Britt McHenry, the ESPN reporter who was caught on camera screaming inappropriate insults at a tow truck employee, is returning to the sidelines with a newfound fame. As the video went viral and everyone, including celebrities, weighed in on what they thought about McHenry, the attention that has been brought to her has pushed her up to a new status. Though her status is that of a ‘mean girl’, she has nevertheless received more attention than most sideline reporters do in their career. While many are upset about this fact, others are cheering her on. Either way ESPN is supposedly ignoring the negative reviews and cashing in on McHenry’s fame.
Britt McHenry has been the talk of the nation, as news sources, online media sources, and even social media networks have covered her extensively in the past two weeks. Since the ESPN reporter was caught on camera insulting a tow truck employee for things like her weight and her choice of career, she has somewhat benefited from her tirade, even though she has also lost much. Some news sources found it funny to make fun of McHenry for her performance while others immediately took to defending her.
After the video went viral, McHenry’s Twitter account blew up. She gained hundreds of new followers and warranted many comments on the situation. Some were insulting her for her insults to the tow truck employee, while others were defending her right to get angry in a bad moment.

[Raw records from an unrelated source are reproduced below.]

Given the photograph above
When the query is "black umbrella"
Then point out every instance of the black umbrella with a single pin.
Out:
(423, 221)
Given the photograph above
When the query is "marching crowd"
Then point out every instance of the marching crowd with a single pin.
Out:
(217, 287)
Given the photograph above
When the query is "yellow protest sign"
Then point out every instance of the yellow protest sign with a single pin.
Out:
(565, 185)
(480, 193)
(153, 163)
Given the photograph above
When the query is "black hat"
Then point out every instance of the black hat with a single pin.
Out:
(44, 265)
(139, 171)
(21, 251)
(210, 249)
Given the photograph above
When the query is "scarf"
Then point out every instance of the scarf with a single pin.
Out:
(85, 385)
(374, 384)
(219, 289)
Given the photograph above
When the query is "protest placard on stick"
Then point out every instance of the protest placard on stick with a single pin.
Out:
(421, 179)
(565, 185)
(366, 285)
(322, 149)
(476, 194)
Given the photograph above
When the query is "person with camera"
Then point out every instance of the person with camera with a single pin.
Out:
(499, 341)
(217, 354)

After she announced on the social media site which tow company it was, many commented on their bad experiences with that company, as well. This started a new line of discussion for McHenry, and shed little light on her tirade as being completely justified. Comments reflected the fact that people in the state thought that Advanced Towing, the tow company from Arlington, Virginia who took Britt’s car, was a crooked company that has only done bad things. Some comments were that the company steals cars, has towed cars with children in them, and even tows cars from designated parking spots. Overall, the reviews about the company, Advanced Towing, were horrible in nature.
But after the defense blew over, media sources began once again prosecuting McHenry for her video. Many ESPN employees even suggested that McHenry should be fired, though she only got a one week suspension as her punishment. At first, after the video went viral, activist groups were outraged and forced Britt to make a public apology, at least for insulting the woman’s weight. As weight is a big issue in this country, Britt conceded to their request and made a public apology. But other sports coverage employees, especially from ESPN, were not satisfied with the apology McHenry gave. As they stated that she is somewhat of a public figure and is on camera often, they said that Britt should have known better. Of course, comments reflect that everyone should know better than to scream at and insult others but that does not stop it from happening. They also stated that one employee from ESPN reflects all employees from ESPN and that Britt should have been fired immediately.

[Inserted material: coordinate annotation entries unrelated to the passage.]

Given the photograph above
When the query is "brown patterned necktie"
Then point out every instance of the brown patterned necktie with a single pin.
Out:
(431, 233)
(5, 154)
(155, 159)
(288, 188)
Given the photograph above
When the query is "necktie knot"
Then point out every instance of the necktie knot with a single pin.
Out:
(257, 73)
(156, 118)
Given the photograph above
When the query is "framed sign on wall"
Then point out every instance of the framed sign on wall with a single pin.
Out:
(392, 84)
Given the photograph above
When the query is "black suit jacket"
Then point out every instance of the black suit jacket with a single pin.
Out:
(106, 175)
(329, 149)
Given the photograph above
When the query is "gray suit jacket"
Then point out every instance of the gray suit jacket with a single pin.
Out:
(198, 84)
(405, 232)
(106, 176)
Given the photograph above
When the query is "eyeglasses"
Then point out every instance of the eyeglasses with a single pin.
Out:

On the contrary, Britt’s time on camera has never been more watched than it is now. Before she was caught on video insulting the tow truck employee, many did not really know who she was, but now nearly the whole world knows Britt McHenry’s name. This has brought her fame that many are saying ESPN is proud of. Alex Flanagan from the NFL Network says, “The…ESPN reporter went from being relatively unknown to being a household name…’No publicity is bad publicity’.” She went on to basically say that TV executives only care about higher ratings and stated that the newfound fame that was brought to Britt McHenry will probably help her climb the corporate ladder (at ESPN) even quicker, after she returns.

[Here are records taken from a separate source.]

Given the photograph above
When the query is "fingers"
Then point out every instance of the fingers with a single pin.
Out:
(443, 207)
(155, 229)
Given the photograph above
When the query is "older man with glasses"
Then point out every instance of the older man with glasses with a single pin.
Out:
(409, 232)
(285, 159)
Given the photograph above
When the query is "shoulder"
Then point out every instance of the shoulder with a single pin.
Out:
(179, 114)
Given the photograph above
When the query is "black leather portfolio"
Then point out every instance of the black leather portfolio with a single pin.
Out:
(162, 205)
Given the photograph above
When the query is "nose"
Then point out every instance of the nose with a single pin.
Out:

McHenry returns to the screen this week, after her one week suspension, and has now become a household name. Outraged sports broadcasters are saying that she will benefit from insulting the tow truck employee because of her new large Twitter following, her new status in Google searches, and her viral video, no matter the fact that she was being rude on that video. As Britt McHenry will be returning to ESPN with her newfound fame, it may be easier for her to get more views after returning, than she did before she left.